With a snip of scissors a red ribbon across the stairs to the Jordan Science Center at the Martha’s Vineyard Public Charter School fluttered apart Saturday and two classroom labs were ready to welcome students.

On Tuesday morning charter school students will begin the school year with a state of the art science center, a gift five years in the making from longtime Edgartown summer resident Robert Day.

Vernon Jordan and Paul Karasik. — Jeanna Shepard

Mr. Day has donated a total of $500,000 to the school, including $400,000 for the science center. That gift includes an initial donation of $200,000 and additional pledge of $200,000. Another $100,000 will go to the general support of the school.

The gifts comes through the W.M. Keck Foundation, where Mr. Day is chief executive officer. He donated in honor of his close friend Vernon Jordan, a Civil Rights activist, lawyer, Democratic adviser and longtime Island summer visitor.

Their friendship stretches back about 35 years and across political parties.

“I thought it would be nice to name it after Vernon, who has contributed so much to everybody in his life,” Mr. Day said Saturday. “I’m glad to be involved in Martha’s Vineyard and I love Vernon, so this all works out perfectly. I’m a happy camper.”

Robert Day and Vernon Jordan have been friends for about 35 years. — Jeanna Shepard

On Sunday Mr. Jordan recalled when he was in school in Atlanta, Ga. His segregated high school had one Bunsen burner in the chemistry lab, he said. One dollar was budgeted for each black student and $4 for each white student. Atlanta didn’t even have a high school for black children until 1926.
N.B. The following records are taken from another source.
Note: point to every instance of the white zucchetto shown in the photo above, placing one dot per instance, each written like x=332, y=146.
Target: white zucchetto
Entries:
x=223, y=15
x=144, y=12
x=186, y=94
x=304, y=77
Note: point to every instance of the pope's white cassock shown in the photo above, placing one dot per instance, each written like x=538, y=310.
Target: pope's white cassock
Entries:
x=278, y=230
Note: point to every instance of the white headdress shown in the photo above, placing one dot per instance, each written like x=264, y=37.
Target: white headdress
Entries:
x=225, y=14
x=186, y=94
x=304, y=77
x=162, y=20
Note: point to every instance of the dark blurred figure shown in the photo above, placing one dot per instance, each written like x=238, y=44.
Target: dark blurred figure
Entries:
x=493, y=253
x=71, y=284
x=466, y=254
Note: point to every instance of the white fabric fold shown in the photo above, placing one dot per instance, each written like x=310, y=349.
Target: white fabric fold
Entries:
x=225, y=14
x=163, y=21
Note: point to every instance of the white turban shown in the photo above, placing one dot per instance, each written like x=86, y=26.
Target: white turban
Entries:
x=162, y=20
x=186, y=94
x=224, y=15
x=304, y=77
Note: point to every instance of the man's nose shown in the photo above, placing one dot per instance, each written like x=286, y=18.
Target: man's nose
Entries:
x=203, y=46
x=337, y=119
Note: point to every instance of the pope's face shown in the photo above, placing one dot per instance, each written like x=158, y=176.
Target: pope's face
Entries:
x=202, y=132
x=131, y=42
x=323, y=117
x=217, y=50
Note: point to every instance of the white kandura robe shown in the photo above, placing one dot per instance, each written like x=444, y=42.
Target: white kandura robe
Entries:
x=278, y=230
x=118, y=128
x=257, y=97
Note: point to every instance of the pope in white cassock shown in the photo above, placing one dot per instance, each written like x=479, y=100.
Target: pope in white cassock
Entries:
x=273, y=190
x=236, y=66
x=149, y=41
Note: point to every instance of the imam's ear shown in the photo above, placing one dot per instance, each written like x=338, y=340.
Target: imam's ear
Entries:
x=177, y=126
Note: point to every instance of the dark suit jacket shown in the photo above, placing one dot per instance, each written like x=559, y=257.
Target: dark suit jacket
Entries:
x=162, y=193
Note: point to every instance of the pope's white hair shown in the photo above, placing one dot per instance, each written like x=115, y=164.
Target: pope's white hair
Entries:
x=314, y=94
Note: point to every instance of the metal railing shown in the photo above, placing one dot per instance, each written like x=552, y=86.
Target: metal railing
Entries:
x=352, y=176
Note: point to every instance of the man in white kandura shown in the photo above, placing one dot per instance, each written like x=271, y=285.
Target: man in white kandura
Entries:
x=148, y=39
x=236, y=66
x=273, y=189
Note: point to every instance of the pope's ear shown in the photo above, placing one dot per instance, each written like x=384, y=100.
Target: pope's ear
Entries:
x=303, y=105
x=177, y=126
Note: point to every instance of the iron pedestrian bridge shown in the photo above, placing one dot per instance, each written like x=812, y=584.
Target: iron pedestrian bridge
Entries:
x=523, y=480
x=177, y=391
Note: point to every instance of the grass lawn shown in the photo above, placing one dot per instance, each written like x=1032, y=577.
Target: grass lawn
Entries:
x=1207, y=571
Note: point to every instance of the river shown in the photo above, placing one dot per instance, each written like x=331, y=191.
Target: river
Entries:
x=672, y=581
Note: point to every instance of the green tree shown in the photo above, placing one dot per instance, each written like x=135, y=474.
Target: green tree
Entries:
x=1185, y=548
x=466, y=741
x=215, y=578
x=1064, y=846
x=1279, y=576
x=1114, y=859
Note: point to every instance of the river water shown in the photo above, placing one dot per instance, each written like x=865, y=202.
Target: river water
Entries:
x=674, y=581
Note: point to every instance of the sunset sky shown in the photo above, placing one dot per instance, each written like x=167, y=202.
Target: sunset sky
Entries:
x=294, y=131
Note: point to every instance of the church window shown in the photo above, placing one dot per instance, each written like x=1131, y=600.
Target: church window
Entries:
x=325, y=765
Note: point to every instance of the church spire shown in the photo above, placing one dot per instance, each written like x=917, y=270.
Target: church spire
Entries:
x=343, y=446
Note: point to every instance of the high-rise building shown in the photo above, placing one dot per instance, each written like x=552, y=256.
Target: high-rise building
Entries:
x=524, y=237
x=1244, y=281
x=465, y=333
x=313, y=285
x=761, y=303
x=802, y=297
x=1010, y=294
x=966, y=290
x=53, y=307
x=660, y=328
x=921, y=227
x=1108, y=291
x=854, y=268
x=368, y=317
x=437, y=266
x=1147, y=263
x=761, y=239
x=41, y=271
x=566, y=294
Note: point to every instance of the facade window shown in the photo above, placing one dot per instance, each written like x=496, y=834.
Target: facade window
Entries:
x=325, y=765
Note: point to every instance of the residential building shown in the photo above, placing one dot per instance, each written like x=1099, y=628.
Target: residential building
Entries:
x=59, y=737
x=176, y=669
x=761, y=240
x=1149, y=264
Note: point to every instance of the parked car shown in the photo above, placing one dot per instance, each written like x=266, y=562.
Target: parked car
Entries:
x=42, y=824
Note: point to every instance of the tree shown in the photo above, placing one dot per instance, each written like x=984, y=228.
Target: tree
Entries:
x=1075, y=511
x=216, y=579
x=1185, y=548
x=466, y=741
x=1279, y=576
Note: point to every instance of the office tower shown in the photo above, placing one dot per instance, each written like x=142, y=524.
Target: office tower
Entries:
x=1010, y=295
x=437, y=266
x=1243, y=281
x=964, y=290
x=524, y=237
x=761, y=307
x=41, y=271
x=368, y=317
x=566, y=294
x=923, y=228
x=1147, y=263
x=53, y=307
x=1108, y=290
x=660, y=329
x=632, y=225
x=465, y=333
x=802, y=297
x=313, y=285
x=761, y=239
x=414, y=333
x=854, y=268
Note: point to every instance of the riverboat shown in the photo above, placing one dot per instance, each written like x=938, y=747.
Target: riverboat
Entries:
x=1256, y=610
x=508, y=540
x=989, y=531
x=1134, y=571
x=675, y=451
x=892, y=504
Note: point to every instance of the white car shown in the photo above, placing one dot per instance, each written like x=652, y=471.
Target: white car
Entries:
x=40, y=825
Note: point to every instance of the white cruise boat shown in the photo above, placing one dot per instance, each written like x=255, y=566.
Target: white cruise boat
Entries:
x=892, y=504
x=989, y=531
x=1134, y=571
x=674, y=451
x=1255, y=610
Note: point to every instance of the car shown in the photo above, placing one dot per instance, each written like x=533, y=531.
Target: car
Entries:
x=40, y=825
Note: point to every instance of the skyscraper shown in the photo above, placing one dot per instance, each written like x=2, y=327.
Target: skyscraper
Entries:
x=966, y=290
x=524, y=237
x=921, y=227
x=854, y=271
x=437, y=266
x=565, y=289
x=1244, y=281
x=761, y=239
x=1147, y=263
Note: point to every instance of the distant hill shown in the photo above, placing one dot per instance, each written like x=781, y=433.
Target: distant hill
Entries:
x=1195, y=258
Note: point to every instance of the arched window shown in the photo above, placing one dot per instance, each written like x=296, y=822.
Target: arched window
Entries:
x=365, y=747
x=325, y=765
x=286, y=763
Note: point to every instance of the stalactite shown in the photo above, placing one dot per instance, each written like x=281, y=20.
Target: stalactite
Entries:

“This, today, is a long way from then and there,” Mr. Jordan said. “As people were talking, I kept thinking about that.”

His science teachers in high school and college would be stunned by the science center, he said.

“I’m 81 years old and I have 80 honorary degrees from some of the best schools in this country, but this [science center] named for me thanks to my friend Robert Day means as much to me as any one of those honorary degrees, or all of them combined,” he said. “It means that much to me.”

Future scientist checks out the new Jordan Science Center. — Jeanna Shepard

He thanked Mr. Day for honoring him.

“I’m honored that he chose me, his buddy,” he said.

Charter school director Robert Moore said he hopes the students will learn from Mr. Jordan and his career.

“We want our students to know your story, so they will be inspired to be change agents in their lives,” he said.

Charter school senior Isabella Quinones-Morais thanked Mr. Day and Mr. Jordan. She said her love of science never wavered at the charter school, even within the constraints of previously outdated equipment.

“Although I will only use the new labs for one more year, I’m excited to think of all the amazing developments I’m sure to hear about when I come back to visit,” she said. “As a charter school graduate we always want to leave a place better than when we found it.”

Robert Day and Steve Ewing. — Jeanna Shepard

Steve Ewing, Edgartown poet laureate and husband of school founding member Claudia Ewing, read a poem he penned for the occasion titled Make it Plain after a book by Mr. Jordan.

Walking into the new wing, Mr. Moore remembered how 18 years ago the charter school was just a main hall with a few trailers attached.

“Now, with the new addition, we have a serious campus,” he said.

Rebecca Connor, the ninth and tenth grade science teacher, stood in the new wing with Mr. Day.

“This is my classroom, thanks to you,” she said.